Jeremy, I'd be happy to help, but - I have no testing environment - We are talking about our central server (up to 450 workstations attached) - I usually do not compile Samba, but apply opensuse binaries. But I could try on Saturday (April 18) afternoon, if that is soon enough, and if I manage to modify and compile the opensuse source rpm. Best, Peter
*** Bug 6265 has been marked as a duplicate of this bug. ***
Jeremy, I know what is going on and I am able to reproduce.

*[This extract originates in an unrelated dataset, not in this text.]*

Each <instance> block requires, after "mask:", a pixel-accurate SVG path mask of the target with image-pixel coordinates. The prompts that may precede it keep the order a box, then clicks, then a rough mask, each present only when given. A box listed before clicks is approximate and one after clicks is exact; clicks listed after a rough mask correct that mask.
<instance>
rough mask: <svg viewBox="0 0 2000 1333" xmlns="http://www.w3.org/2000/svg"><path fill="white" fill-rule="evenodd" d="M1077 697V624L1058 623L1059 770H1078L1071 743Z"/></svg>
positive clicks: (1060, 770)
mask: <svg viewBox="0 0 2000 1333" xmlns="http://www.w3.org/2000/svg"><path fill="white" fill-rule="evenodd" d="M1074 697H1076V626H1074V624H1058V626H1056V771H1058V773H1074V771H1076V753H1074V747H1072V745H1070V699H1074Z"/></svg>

Thanks for the diff Jeremy, that really helped :) A fix for this is pushed to all branches: v3-2-test: http://git.samba.org/?p=samba.git;a=commitdiff;h=f049fb5643f93cc4806ada5db8e591bbe4cb9204 v3-3-test: http://git.samba.org/?p=samba.git;a=commitdiff;h=597be402e40ff880b595ae49a8600b932365cbcb Everyone please test.
Created attachment 4070 [details] Patch for 3.2.x. In case people can't get to git, here is Guenther's patch as an attachment for 3.2.x. Jeremy.
I am having the exact same error on Vista Business 32bit w/ SP1 and all updates installed. I thought it was a bad Windows Update pushed out by Microsoft (our WSUS server pushes out all updates automatically). My only solution was to go in to safe mode as administrator, open a cmd prompt and run: net stop winmgmt /y del /s /q c:\windows\system32\wbem\Repository\*.* and then reboot. But now that you mention it, I was only getting that error after I joined the Vista clients to my domain.
Just verified with Vista: And yes, without typing or pressing anything, Vista SP1 gets into an infinite crashe and reboot loop. The fix that has been published and pushed resolves this. We also made sure in our automated testsuite that this never happens again. If we could have any further positive feedback we could close this bug.
3.2.11 works fine with WinXP / SP2. Cheers, Peter
Thanks for verifiying, Peter. Closing as fixed.